MV: Certainly. HR experts themselves have felt higher pressure to deliver solutions from inside and to use the internal capacities within the HR department to a maximum extent.

DK: HR departments in many companies got a green light during the financial crisis. Large companies particularly realised that human capital, a proper employment structure, well-focused motivation of employees, and everything that is linked with human resources, create the core of each company and that without proper people in proper positions things simply do not work. The crisis has very much facilitated the so-called outsourcing of certain types of work positions. Our clients, as well as our candidates, perceive this form of employment as a positive feature and thus they also see pluses that outsourcing brings. In our company we carefully follow the rules that pertain to this kind of employment and unconditionally keep the legal condition of equality between our [candidates] and internal employees. If other agencies in the market follow this trend, this will be one of the more common and, for both sides, beneficial forms of employment in the near future.

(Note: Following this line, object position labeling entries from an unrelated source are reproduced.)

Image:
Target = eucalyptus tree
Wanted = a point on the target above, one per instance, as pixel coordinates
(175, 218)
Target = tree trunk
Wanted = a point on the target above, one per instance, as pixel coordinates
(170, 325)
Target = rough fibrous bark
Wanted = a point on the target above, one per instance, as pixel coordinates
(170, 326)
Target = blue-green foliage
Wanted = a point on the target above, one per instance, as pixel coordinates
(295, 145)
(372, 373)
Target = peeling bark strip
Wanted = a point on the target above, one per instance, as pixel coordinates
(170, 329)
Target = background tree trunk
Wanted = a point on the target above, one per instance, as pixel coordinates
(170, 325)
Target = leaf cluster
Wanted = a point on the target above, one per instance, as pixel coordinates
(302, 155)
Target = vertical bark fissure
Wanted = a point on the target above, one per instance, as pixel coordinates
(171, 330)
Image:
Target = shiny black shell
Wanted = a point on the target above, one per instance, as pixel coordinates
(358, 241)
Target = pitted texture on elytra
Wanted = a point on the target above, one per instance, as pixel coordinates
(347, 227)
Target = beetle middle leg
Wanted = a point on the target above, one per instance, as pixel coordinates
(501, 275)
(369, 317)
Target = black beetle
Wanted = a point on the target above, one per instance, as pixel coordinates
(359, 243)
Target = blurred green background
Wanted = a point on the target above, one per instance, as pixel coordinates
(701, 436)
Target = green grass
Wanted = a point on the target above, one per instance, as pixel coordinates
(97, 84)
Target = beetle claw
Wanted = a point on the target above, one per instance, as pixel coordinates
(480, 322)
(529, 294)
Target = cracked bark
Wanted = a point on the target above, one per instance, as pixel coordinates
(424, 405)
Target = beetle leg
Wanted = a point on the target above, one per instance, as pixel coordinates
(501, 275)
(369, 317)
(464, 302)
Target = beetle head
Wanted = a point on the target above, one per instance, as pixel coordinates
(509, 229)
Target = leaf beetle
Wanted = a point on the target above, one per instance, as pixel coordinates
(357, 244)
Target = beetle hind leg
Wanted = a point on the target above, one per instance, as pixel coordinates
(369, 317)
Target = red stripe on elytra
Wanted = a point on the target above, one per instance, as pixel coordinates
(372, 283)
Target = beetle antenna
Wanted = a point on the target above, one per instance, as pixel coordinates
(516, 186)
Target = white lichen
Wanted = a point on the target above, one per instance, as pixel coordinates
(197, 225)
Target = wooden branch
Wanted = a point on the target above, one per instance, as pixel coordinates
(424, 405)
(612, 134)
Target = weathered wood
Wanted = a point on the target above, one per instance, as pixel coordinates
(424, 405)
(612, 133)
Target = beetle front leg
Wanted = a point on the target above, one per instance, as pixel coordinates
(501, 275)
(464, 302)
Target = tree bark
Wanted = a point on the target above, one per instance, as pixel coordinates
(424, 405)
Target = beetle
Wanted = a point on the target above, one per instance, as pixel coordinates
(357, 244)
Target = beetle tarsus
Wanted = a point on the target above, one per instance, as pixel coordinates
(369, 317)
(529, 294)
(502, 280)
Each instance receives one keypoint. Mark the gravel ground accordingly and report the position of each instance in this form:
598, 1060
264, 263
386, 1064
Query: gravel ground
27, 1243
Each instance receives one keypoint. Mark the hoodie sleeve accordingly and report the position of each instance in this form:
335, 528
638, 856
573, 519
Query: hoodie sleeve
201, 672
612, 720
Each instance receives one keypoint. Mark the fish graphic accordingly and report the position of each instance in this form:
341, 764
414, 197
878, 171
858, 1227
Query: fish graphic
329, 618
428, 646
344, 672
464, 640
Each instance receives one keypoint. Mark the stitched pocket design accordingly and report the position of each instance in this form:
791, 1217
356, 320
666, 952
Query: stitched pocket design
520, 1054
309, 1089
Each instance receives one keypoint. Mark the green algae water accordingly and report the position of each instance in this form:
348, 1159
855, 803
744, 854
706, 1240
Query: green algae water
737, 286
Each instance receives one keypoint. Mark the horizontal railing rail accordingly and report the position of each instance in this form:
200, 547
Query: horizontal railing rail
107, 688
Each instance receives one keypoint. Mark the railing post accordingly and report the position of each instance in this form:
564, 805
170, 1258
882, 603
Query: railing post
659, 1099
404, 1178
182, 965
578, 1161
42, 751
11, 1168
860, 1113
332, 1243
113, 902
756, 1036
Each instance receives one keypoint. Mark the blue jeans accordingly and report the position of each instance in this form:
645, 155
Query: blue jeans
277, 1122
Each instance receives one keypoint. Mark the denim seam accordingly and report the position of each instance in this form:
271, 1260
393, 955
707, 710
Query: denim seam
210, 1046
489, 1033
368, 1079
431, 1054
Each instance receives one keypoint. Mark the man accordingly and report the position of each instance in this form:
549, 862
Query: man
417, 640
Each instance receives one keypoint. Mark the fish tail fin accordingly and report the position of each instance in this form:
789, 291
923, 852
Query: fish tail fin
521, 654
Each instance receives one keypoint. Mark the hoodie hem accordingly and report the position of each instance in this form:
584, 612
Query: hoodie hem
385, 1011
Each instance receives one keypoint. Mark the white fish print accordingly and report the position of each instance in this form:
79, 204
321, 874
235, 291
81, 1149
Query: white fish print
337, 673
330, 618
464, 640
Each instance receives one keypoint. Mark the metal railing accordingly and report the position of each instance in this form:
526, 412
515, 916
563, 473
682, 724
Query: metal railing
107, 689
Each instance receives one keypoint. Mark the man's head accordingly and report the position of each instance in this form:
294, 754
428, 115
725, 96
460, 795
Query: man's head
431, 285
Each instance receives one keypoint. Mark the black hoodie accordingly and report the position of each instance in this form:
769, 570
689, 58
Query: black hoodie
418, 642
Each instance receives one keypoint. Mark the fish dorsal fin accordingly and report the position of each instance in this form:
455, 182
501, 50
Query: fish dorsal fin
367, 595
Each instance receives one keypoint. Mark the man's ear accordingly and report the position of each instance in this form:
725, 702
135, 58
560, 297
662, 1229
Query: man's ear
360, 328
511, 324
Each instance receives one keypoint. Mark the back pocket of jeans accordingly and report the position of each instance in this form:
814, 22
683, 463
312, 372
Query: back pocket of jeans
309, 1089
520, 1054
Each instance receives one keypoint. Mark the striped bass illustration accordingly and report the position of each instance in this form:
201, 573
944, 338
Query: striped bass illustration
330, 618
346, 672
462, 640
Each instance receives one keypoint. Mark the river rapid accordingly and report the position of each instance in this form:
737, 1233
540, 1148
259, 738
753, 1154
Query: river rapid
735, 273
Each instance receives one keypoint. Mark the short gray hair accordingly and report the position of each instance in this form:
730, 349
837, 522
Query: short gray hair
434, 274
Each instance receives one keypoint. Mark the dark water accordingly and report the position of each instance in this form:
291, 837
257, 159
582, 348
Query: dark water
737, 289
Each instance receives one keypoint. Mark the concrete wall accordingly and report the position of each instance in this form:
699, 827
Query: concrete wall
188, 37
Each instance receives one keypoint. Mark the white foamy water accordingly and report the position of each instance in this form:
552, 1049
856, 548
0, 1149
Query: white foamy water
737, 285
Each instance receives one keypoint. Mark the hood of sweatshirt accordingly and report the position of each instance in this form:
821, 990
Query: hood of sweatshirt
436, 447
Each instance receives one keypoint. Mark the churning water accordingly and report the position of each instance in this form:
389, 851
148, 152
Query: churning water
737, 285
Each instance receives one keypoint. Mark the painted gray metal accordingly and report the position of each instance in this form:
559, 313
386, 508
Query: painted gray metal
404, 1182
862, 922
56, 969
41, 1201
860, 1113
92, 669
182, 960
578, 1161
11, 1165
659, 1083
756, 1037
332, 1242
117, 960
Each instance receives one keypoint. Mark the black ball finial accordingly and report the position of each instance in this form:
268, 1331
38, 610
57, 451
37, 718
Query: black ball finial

LB: The crisis has brought more contemplation into companies about where to save costs and how to optimise processes and human resources. Companies must constantly return to their strategic plans and re-assess them and make their approval processes stricter. Also the pressure on employees’ performance is much higher than before. Companies are thinking more about the effectiveness of each new working position and they are searching for new employees with this in mind.

Employees have started being less demanding, more empathetic, more respectful of the job they have, and are more likely to accept unpopular measures, for example reduction of benefits or keeping the same salary level while perceiving these as measures that prevent layoffs.

During these crisis times, employers especially cut marketing costs, focus more on selection of employees of higher quality but for a lower wage, reduce education and development costs, and alas, some companies have even been forced to cut working hours or their labour force.

TSS: How has the crisis influenced HR agencies in Slovakia? Has it brought any new challenges or positive features?

GK: All agencies had to restructure and the crisis helped to differentiate ‘the men from the boys’, meaning the strong agencies survived and the weak brothers and sisters had to close down. This will increase the average level of service in the HR industry in Slovakia. A very big plus coming from the crisis are the innovations we have been able to develop together with our clients: the crisis ensured better and closer cooperation and partnerships with clients, streamlined processes, higher efficiency and quality, at lower cost.

MV: Certainly a lot of companies had to critically analyse their portfolio of services, their prices and supplemental services. Like everywhere else, efficiency of processes and cutting costs resonated strongly, too. A prompt response to requests of clients, untiring establishment of upper-standard relations, and understanding of current needs are permanent challenges, but were highlighted by the crisis.

DK: First, it is necessary to say that only those stronger players have survived. As the second biggest agency in the world, we see a great challenge behind every crisis. Because the crisis caused a positive turn for HR departments in companies, the view about the effectiveness of a recruitment agency has changed as well. Effectiveness in finding labour, that is, why should companies deal with something that is not their core business when there is the opportunity to get help from a recruitment agency, is one of positive outcomes that the crisis has brought. No one can do everything well and every company has a core business in another area. We are a recruitment agency and we are here to solve problems and answer questions in the area of human resources – so our clients perceive us in this way. This is a step which I assess very positively and partly this is an outcome of the crisis.